働く側から見た最大の違いは「身体的な距離感」。カウンター越しという物理的な壁があるので、お触りの心配が少ない。それがガルバの安心材料になっています。
03|📋 仕事内容と1日の流れ
ガールズバーの仕事内容はシンプルです。
主な業務はこの5つ。
- カウンター内でお酒やおつまみを作って提供する
- お客さんと会話する(世間話、趣味の話が中心)
- レジ・会計の対応
- 開店準備と閉店後の片付け・清掃
- お店によってはSNS投稿や看板持ち
キャバクラのように指名を取って営業活動をする必要は基本ありません。入れ替わりながら複数のお客さんを接客するスタイルが一般的です。
1日の流れ(例:19時出勤の場合)
| 時間 | 内容 |
|---|---|
| 18:30 | 出勤・着替え・メイク直し |
| 19:00 | 開店準備(グラス洗い、ドリンクの補充、フロアの清掃) |
| 19:30 | 営業開始。お客さんが来たらカウンターで接客 |
| 22:00 | 客足がピーク。ドリンク作りと会話を並行 |
| 1:00 | ラストオーダー |
| 1:30 | 閉店作業(片付け、レジ締め、清掃) |
| 2:00 | 退勤 |
拘束時間は1日4〜6時間くらいが多い。週2〜3日から入れるお店もあるので、学生やダブルワークとの両立がしやすいのは事実です。
注意しておきたいのは「会話力」が求められること。カウンターに何時間も立って、来る人すべてと話し続ける仕事です。話のネタが尽きたり、苦手なタイプの客が来ても、にこやかに対応し続ける必要があります。
04|💰 給料のリアル(時給・手取り・天引き)
ガールズバーの給料で一番気をつけてほしいのは「求人に書いてある時給」と「実際の手取り時給」が違うこと。
求人ベースの時給(地域別)
| エリア | 求人掲載時給 | 手取り目安 |
|---|---|---|
| 東京 | 2,497円 | 1,800〜2,000円 |
| 神奈川 | 2,495円 | 1,800円前後 |
| 大阪 | 1,993円 | 1,500円前後 |
| 愛知 | 2,494円 | 1,800円前後 |
| 福岡 | 1,793円 | 1,300〜1,500円 |
全国平均は約1,990円(求人ボックス調べ)。
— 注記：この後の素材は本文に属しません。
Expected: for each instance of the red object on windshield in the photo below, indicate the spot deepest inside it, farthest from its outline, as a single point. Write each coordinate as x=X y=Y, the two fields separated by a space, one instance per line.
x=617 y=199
一般的な飲食バイトの1.5〜2倍の水準です。
ただし、ここからいろいろ引かれます。
天引き項目の内訳
| 項目 | 相場 |
|---|---|
| 源泉徴収 | 10% |
| 送迎代 | 500〜1,000円/日 |
| 雑費(化粧品・消耗品) | 約500円/日 |
| 衣装代・クリーニング代 | 約500円/日 |
たとえば時給2,000円で5時間働いた場合。
売上: 2,000円 × 5時間 = 10,000円 源泉徴収: -1,000円 送迎代: -700円 雑費: -500円 手取り: 7,800円(時給換算で1,560円)
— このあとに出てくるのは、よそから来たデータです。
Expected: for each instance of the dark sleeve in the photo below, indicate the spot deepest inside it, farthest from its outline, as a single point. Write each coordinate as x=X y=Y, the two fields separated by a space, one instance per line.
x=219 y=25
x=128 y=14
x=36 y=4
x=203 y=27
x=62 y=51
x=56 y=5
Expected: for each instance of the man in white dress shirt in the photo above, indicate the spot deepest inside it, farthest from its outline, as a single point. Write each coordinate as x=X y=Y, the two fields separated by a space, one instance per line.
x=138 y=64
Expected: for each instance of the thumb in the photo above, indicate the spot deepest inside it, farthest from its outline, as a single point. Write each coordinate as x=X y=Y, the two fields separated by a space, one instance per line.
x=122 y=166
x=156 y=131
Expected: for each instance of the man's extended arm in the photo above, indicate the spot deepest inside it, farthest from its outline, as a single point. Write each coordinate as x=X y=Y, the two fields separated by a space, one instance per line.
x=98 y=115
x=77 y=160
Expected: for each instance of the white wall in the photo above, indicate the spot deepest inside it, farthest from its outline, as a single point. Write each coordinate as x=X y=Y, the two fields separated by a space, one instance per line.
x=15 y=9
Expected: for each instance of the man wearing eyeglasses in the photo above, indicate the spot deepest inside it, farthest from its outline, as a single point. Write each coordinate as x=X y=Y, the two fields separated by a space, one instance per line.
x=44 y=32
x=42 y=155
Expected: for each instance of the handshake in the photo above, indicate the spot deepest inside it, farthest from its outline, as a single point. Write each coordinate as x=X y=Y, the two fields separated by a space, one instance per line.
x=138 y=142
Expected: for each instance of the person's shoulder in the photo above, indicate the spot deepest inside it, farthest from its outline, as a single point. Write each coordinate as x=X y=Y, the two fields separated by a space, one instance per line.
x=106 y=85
求人の「時給2,000円」が実質1,560円になる。この差を知らないまま始めると「思ったより稼げない」となります。
月収シミュレーション(天引き後)
| パターン | 勤務頻度 | 月収目安 |
|---|---|---|
| 学生・副業(週2×4時間) | 月8日 | 約5〜6万円 |
| レギュラー(週4×5時間) | 月16日 | 約13〜15万円 |
| がっつり(週5×6時間) | 月20日 | 約19〜22万円 |
週4日入って月13〜15万円。フルタイムの昼職と比べると時間単価は高いですが、キャバクラのトップクラス(月30万円以上)と比べると控えめです。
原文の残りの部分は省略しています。